Disclaimer This edited version has been archived due to the length of time since original publication. It should not be regarded as indicative of the ATO's current views. The law may have changed since original publication, and views in the edited version may also be affected by subsequent precedents and new approaches to the application of the law. You cannot rely on this record in your tax affairs. It is not binding and provides you with no protection (including from any underpaid tax, penalty or interest). In addition, this record is not an authority for the purposes of establishing a reasonably arguable position for you to apply to your own circumstances. For more information on the status of edited versions of private advice and reasons we publish them, see PS LA 2008/4. |
Edited version of your written advice
Authorisation Number: 1013032592663
Date of advice: 16 June 2016
Advice
Subject: Dividends and Part IVA
Question 1
Will the dividend be assessable income of Company D?
Advice
No
Question 2
On the basis there is a tax benefit because the dividend is not assessable income of Company D, will Part IVA apply to cancel the tax benefit?
Advice
No
This advice applies for the following periods:
Income year ending 30 June 2016 and
Income year ending 30 June 2017
The arrangement commences on:
1 July 2015
Relevant facts and circumstances
Your advice is based on the facts stated in the description of the scheme that is set out below. If your circumstances are significantly different from these facts, this advice has no effect and you cannot rely on it. The fact sheet has more information about relying on ATO advice.

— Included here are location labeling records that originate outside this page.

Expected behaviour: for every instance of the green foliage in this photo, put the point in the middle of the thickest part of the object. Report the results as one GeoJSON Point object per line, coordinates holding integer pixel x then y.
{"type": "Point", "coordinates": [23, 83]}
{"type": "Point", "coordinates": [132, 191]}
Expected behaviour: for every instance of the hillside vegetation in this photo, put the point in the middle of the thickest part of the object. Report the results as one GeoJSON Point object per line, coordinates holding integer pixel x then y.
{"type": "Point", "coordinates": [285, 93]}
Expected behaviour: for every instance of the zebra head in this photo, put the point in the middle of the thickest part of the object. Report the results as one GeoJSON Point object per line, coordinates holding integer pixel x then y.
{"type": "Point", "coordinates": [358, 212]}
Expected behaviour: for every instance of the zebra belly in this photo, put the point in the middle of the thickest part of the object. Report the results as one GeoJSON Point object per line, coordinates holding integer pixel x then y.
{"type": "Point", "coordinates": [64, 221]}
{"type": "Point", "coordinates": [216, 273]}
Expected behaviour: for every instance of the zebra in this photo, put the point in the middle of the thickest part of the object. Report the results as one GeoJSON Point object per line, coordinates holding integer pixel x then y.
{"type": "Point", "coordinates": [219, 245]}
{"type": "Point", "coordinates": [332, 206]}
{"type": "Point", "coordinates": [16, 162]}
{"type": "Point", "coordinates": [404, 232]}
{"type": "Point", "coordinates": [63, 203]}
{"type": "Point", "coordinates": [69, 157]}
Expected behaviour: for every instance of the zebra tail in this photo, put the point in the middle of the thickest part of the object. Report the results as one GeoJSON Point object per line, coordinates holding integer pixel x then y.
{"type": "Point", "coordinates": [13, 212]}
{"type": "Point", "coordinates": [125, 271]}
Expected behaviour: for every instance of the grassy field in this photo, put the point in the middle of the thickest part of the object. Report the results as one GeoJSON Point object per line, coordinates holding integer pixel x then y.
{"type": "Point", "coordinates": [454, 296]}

Company A is an Australian resident company.
Company B and Company C are both Australian resident companies.
The beneficial owner of Company A (the Individual) is a resident of Australia.
The issued capital of Company A consists of two shares. One share is owned by Company B and the other is owned by Company C. Both these companies hold their Company A share on bare trust for the Individual.
A new Australian company (for convenience referred to here as 'Company D') will be incorporated, with the Individual owning all the shares.
Company B, Company C and the Individual will then transfer all of their legal and beneficial interests, as the case may be, in the Company A shares to Company D for their market value. As a consequence, Company D will become the legal and beneficial owner of all the shares in Company A.
Company D and Company A will then form a consolidated group, with Company D as the head company.
Company A will then pay a dividend to Company D.
Company A will then be wound up so that the Individual can bring their overseas activities to complete finality.
Relevant legislative provisions
Income Tax Assessment Act 1997 Section 701-1
Income Tax Assessment Act 1936 Part IVA
Reasons for decision
Question 1
Will the dividend be assessable income of Company D?
The dividend will not be assessable income of Company D because the dividend will be paid within a consolidated group. Such a dividend is treated for tax purposes as if it were a transfer of funds within the one entity (section 701-1 of the ITAA 1997).
Question 2
On the basis there is a tax benefit because the dividend is not assessable income of Company D, will Part IVA apply to cancel the tax benefit?
The relevant scheme can be viewed as consisting of incorporating a new Australian company (Company D) and consolidating it with Company A, where this is arguably unnecessary to achieve any particular economic aim, and paying an intra-group dividend.
In fact the aim of the scheme is to wind up Company A so that the Individual can bring their overseas activities to complete finality - a non-economic aim. The Individual wants to do this without triggering a taxing point. This is a legitimate aim and Part IVA was not designed to impact upon arrangements that have, as their principal aim, an outcome that has nothing to do with tax avoidance or indeed anything to do with tax. There is no requirement that taxpayers always seek to trigger a taxing point when rearranging their affairs.
A possible counterfactual could be Company A pays a dividend to the Individual, or alternatively Company A is simply wound up, in which case some of the final distribution would likely be a dividend to the Individual. However, these are not relevant counterfactuals because they involve moving profits outside a company into the hands of an individual when this is not an immediate aim of the Individual, being the controlling mind of Company A. Such an aim (i.e. moving profits out of a company to an individual) should not be a requirement imposed on a taxpayer by the tax law in order to allow them to simply wind up a company that was originally incorporated in another country.